CUMMINS INC filed this Form 10-K on 02/11/2019
Entire Document

Warranty Programs
We estimate and record a liability for base warranty programs at the time our products are sold. Our estimates are based on historical experience and reflect management's best estimates of expected costs at the time products are sold and subsequent adjustment to those expected costs when actual costs differ. As a result of the uncertainty surrounding the nature and frequency of product recall programs, the liability for such programs is recorded when we commit to a recall action or when a recall becomes probable and estimable, which generally occurs when it is announced. Our warranty liability is generally affected by component failure rates, repair costs and the point of failure within the product life cycle. Future events and circumstances related to these factors could materially change our estimates and require adjustments to our liability. New product launches require a greater use of judgment in developing estimates until historical experience becomes available. Product specific experience is typically available four or five quarters after product launch, with a clear experience trend evident eight quarters after launch. We generally record warranty expense for new products upon shipment using a preceding product's warranty history and a multiplicative factor based upon preceding similar product experience and new product assessment until sufficient new product data is available for warranty estimation. We then use a blend of actual new product experience and preceding product historical experience for several subsequent quarters, and new product specific experience thereafter. Note 9, "PRODUCT WARRANTY LIABILITY," to our Consolidated Financial Statements contains a summary of the activity in our warranty liability account for 2018, 2017 and 2016 including adjustments to pre-existing warranties.

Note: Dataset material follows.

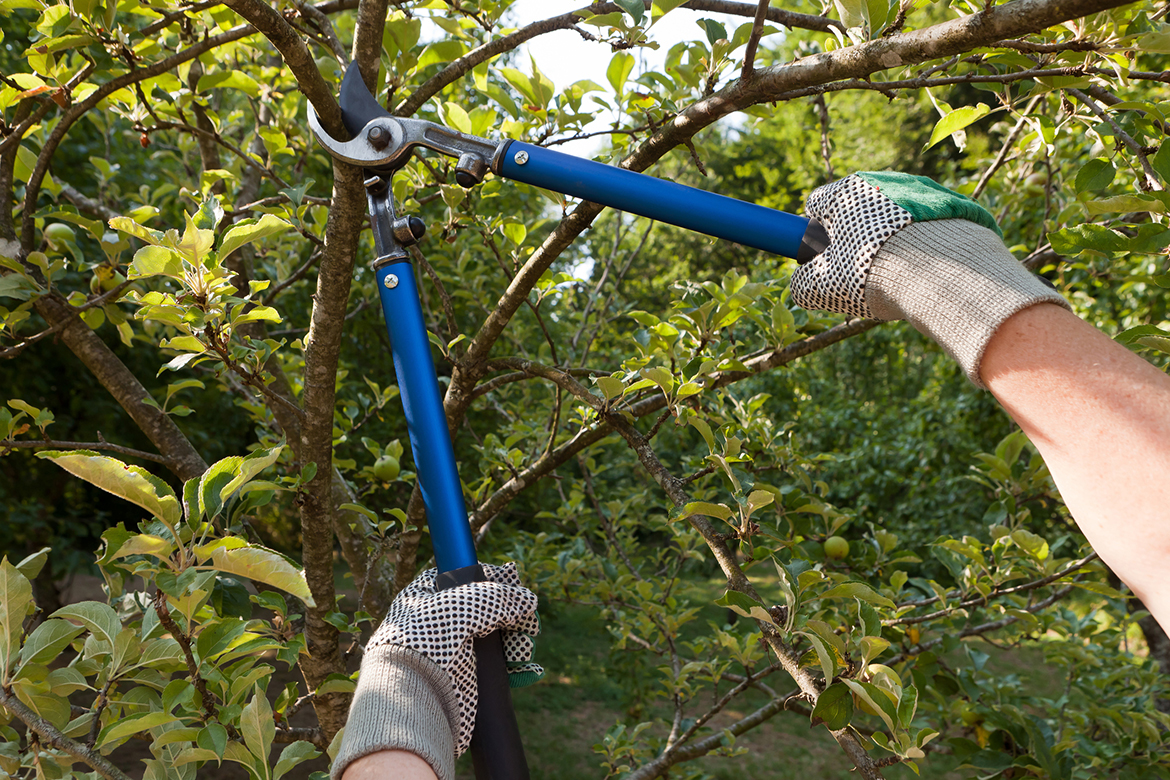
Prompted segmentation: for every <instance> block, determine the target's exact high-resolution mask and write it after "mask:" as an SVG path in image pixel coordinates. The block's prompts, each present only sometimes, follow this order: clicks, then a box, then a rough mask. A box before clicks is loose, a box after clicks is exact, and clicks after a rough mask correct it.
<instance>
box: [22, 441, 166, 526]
mask: <svg viewBox="0 0 1170 780" xmlns="http://www.w3.org/2000/svg"><path fill="white" fill-rule="evenodd" d="M36 456H37V457H42V458H46V460H50V461H53V462H54V463H56V464H57V465H60V467H61V468H62V469H64V470H66V471H68V472H69V474H71V475H74V476H75V477H81V478H82V479H84V481H85V482H88V483H90V484H92V485H96V486H98V488H101V489H102V490H104V491H106V492H109V493H113V495H115V496H117V497H119V498H125V499H126V501H129V502H130V503H131V504H137V505H138V506H142V508H143V509H145V510H146V511H147V512H150V513H151V515H153V516H154V517H157V518H159V519H160V520H163V522H164V523H168V524H170V525H172V526H173V525H178V524H179V522H180V520H183V511H181V510H180V509H179V499H178V498H176V497H174V491H172V490H171V488H170V485H167V484H166V483H165V482H163V481H161V479H159V478H158V477H156V476H154V475H153V474H151V472H150V471H146V469H143V468H139V467H137V465H126V464H125V463H123V462H122V461H119V460H117V458H113V457H106V456H105V455H98V454H97V453H91V451H89V450H75V451H71V453H63V451H59V450H44V451H43V453H37V454H36Z"/></svg>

Accounting for Income Taxes
We determine our income tax expense using the asset and liability method. Under this method, deferred tax assets and liabilities are recognized for the future tax effects of temporary differences between the financial statement carrying amounts of existing assets and liabilities and their respective tax basis. Future tax benefits of net operating loss and credit carryforwards are also recognized as deferred tax assets. We evaluate the recoverability of our deferred tax assets each quarter by assessing the likelihood of future profitability and available tax planning strategies that could be implemented to realize our net deferred tax assets. At December 31, 2018, we recorded net deferred tax assets of $147 million. The assets included $340 million for the value of net operating loss and credit carryforwards. A valuation allowance of $327 million was recorded to reduce the tax assets to the net value management believed was more likely than not to be realized. In the event our operating performance deteriorates, future assessments could conclude that a larger valuation allowance will be needed to further reduce the deferred tax assets.
On December 22, 2017, the U.S. enacted the Tax Cuts and Jobs Act (Tax Legislation). The SEC issued guidance permitting final calculations to be completed within a one year measurement period ending December 22, 2018. We made provisional estimates of the effects on our existing deferred tax balances, the one-time transition tax and the withholding tax accrued on those earnings not permanently reinvested at December 31, 2017. As additional tax reform guidance was released during 2018, any provisional amounts were reported in income from continuing operations in the period in which tax reform guidance was issued. We have completed our accounting for the tax effects of the enactment of the Tax Legislation and included in our reporting the nature and amount of any measurement period adjustments recognized during 2018 and the effect of measurement period adjustments on the effective tax rate.
In addition, we operate within multiple taxing jurisdictions and are subject to tax audits in these jurisdictions. These audits can involve complex issues, which may require an extended period of time to resolve. We accrue for the estimated additional tax and interest that may result from tax authorities disputing uncertain tax positions. We have taken and we believe we have made adequate provisions for income taxes for all years that are subject to audit based upon the latest information available. A more complete description of our income taxes and the future benefits of our net operating loss and credit carryforwards is disclosed in Note 4, "INCOME TAXES," to our Consolidated Financial Statements.
Pension Benefits
We sponsor a number of pension plans globally, with the majority of assets in the U.S. and the U.K. In the U.S. and the U.K., we have several major defined benefit plans that are separately funded. We account for our pension programs in accordance with employers' accounting for defined benefit pension plans under GAAP. GAAP requires that amounts recognized in financial statements be determined using an actuarial basis. As a result, our pension benefit programs are based on a number of statistical and judgmental assumptions that attempt to anticipate future events and are used in calculating the expense and liability related to our plans each year at December 31. These assumptions include discount rates used to value liabilities, assumed rates of return on plan assets, future compensation increases, employee turnover rates, actuarial assumptions relating to retirement age, mortality rates and participant withdrawals. The actuarial assumptions we use may differ significantly from actual results due to changing economic conditions, participant life span and withdrawal rates. These differences may result in a material impact to the amount of net periodic pension cost to be recorded in our Consolidated Financial Statements in the future.